Everyone talked about it, not least Voltaire, who yet another few days later was dining at Sully's townhouse, on the Rue St. Antoine, when there was a knock on the big gated door. It was cold outside on this winter midday, and one of Sully's servants carried the message in: there was a gentleman outside to see Mr. Voltaire.
Voltaire went out and had only a moment to recognize de Rohan's carriage before a group of de Rohan's bodyguards jumped him. They smashed him with cudgels and kept on beating him, breathing hard, as he went down. De Rohan watched, delighted, from inside his carriage, “supervising the workers,” as he later described it. Finally he called them off: it was enough to leave this rascal bleeding and splayed in the dirt.
Somehow Voltaire managed to crawl back to the gates and drag himself into Sully's home. But instead of sympathy or even outrage, he found a great cold distance. Sully and his friends had nothing to say. They certainly wouldn't go to the police with him to back up his complaint. A wordsmith had overstepped certain bounds and now had simply been put in his place.
Voltaire was dumbfounded. How could his friends do this to him? He managed to clean himself up a bit, and set out to reach his other aristocratic friends in Paris. But they too now all withdrew. Jolly rhymes were one thing—that's what clever commoners were brought to great country houses for. But no one was going to turn against a fellow aristocrat who had been in danger of being humbled.
Everything he'd assumed true was falling apart. After one final try at Versailles he gave up on his wealthy friends. Voltaire would take revenge on his own. The sentence for murder was death, but he didn't care.
For several weeks he dropped out of sight, but then reports appeared that Voltaire had begun to take fencing lessons. This was getting too serious. De Rohan's uncle was a cardinal. He had a word with the now fourteen-year-old king, there was a police hunt, and on the night of April 17 Voltaire was arrested.
Voltaire tried a final time, writing with his coldest irony to the secretary of state, Jean-Frédéric Phélypeaux, comte de Maurepas:
My lord, I submit very humbly that I have been attacked by the Cheva-lier de Rohan, helped by six cut-throats, behind whom he had courageously stationed himself. Since then I have sought to restore, not my honor, but his…. I am, my lord, your very humble and very obedient servant, Voltaire.
But Phélypeaux had nothing in common with Voltaire. He had been granted high office as a boy, and the world of inherited privilege— de Rohan's world—was all that he knew. There was a lesson to be taught. When the guards arrested Voltaire, there was only one place for him. Seven years before, Voltaire had been freed from the one confinement he hated more than any other. In
all the time since he had trusted the new world of connections he'd built up. Yet where were any of them now?

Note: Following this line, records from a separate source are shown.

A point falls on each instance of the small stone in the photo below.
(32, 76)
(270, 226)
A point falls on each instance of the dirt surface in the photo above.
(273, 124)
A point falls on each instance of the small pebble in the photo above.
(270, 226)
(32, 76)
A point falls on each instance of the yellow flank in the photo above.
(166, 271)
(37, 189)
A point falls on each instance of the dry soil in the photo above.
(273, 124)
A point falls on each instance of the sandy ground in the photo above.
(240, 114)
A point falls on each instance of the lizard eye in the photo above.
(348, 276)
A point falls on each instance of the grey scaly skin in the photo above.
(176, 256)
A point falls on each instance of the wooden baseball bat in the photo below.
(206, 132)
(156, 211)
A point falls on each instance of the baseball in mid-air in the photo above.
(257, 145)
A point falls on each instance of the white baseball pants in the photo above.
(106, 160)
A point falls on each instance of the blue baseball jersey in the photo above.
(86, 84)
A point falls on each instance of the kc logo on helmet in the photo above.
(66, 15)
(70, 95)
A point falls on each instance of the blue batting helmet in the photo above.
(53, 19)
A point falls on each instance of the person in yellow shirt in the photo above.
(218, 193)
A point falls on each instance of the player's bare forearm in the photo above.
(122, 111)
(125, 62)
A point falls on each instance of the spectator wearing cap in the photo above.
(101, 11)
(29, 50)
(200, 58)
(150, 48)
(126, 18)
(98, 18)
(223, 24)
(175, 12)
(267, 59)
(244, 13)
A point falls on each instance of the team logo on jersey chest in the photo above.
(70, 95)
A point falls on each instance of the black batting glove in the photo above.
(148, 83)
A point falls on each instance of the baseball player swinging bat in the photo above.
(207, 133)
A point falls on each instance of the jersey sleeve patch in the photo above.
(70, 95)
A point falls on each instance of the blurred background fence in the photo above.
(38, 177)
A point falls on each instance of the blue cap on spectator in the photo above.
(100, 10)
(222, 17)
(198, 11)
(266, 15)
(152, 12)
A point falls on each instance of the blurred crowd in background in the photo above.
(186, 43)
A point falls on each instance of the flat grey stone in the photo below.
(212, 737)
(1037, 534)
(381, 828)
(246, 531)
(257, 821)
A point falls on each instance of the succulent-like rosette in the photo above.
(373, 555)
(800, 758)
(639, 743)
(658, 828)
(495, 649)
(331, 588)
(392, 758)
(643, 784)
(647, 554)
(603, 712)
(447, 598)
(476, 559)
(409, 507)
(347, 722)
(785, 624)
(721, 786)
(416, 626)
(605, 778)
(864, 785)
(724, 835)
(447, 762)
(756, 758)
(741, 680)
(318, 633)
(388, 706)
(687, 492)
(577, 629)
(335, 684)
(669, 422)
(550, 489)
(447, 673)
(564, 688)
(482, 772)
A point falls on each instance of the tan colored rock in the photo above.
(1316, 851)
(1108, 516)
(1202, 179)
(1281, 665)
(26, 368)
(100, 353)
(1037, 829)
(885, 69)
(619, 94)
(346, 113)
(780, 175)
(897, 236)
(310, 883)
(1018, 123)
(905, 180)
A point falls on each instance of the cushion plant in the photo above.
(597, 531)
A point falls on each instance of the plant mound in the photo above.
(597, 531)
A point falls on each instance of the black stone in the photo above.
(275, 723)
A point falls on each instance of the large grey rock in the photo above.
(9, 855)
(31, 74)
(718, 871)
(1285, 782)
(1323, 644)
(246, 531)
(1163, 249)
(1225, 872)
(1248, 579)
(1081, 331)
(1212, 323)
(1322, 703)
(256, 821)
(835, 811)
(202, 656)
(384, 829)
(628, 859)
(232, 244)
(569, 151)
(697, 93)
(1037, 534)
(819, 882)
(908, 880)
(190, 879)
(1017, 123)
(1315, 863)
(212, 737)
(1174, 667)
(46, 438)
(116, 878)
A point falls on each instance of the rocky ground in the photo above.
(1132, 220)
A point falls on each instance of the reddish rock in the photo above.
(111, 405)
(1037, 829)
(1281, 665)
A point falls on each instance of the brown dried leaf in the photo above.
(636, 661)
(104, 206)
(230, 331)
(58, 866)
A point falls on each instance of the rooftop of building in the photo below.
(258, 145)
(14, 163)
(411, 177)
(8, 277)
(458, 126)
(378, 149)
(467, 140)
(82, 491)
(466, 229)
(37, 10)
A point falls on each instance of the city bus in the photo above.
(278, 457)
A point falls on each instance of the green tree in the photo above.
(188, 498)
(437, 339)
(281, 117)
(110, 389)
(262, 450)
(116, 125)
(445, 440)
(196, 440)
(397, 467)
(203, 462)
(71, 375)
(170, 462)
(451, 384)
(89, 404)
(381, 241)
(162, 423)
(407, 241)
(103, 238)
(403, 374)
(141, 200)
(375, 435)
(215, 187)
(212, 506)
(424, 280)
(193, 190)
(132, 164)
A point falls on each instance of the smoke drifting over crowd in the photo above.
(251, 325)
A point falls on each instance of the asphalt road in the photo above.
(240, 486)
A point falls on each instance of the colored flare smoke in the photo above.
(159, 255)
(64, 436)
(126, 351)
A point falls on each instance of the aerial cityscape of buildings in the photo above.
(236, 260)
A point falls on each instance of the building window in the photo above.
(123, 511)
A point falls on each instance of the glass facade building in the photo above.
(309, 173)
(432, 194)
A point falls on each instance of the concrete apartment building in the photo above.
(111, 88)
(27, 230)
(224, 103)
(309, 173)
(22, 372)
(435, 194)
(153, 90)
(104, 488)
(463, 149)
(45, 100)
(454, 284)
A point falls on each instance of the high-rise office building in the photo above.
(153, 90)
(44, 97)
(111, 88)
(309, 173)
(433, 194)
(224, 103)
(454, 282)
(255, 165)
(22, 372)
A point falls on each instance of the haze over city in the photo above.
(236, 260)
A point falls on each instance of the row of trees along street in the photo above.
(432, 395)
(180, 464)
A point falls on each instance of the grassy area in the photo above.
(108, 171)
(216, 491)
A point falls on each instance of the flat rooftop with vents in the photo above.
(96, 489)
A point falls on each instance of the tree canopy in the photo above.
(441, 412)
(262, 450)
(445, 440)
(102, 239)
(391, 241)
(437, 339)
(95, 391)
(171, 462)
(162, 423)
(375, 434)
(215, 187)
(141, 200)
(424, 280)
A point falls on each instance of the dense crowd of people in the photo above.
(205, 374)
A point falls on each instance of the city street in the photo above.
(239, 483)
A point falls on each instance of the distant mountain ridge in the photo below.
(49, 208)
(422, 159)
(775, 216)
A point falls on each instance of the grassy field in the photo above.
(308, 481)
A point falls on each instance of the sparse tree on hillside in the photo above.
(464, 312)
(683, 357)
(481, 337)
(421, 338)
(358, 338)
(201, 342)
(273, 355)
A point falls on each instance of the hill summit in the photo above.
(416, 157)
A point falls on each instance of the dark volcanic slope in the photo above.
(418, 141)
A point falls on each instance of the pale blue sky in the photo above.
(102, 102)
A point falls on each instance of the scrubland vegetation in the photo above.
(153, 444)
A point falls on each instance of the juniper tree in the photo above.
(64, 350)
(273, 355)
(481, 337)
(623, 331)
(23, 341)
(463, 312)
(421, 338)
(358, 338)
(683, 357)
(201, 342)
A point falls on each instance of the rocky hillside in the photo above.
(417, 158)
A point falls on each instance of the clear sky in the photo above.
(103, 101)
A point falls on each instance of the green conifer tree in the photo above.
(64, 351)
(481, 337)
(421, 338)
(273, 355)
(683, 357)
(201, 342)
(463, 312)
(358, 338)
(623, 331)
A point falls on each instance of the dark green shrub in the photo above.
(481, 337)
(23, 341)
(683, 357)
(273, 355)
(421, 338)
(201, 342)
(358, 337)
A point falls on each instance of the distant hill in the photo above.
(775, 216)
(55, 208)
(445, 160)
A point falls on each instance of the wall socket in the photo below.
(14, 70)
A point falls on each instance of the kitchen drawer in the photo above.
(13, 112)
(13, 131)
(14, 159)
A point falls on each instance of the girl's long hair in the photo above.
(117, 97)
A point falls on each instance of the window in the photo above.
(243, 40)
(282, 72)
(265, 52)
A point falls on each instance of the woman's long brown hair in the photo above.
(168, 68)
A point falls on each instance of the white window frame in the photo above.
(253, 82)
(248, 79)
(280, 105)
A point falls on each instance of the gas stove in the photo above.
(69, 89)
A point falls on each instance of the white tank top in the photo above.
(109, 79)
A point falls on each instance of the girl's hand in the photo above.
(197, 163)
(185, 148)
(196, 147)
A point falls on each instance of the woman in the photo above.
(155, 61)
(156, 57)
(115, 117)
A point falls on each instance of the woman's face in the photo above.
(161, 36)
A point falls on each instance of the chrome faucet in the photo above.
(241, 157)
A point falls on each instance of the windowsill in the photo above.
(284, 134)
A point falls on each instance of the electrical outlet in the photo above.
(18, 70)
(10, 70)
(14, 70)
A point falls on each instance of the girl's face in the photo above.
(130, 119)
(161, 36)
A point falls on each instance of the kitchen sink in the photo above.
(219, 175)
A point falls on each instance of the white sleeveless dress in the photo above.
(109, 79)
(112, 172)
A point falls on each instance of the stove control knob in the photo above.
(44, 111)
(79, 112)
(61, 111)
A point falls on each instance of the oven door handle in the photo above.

In April 1725 he was thrown into the Bastille again, but that wasn't enough: he was still a danger from the attention he was getting, plus the likelihood he would try to attack de Rohan again if he was let out. After just two weeks he was escorted to the port of Calais. There were ships there to England, or the forests of America, or the deserts of the Sahara. It didn't matter which he got on, but he was being expelled from France.
3
Young Woman
BURGUNDY AND PARIS, 1727–1731
Emilie's confidence had been knocked out of her by her marriage. Her husband, Florent-Claude, was kind enough, and never criticized her for spending so much time reading—if anything, he seemed proud to have such an intelligent wife. But he was busy supervising his military garrisons and largely left his young bride behind with his sisters, to deal with the two children—a boy and a girl—they'd quickly had.
Even child rearing wasn't something she could take much pride in, for parents of her class were strongly discouraged from spending much time with their children when very young. There were wet nurses and nannies to handle these “primitive” tasks.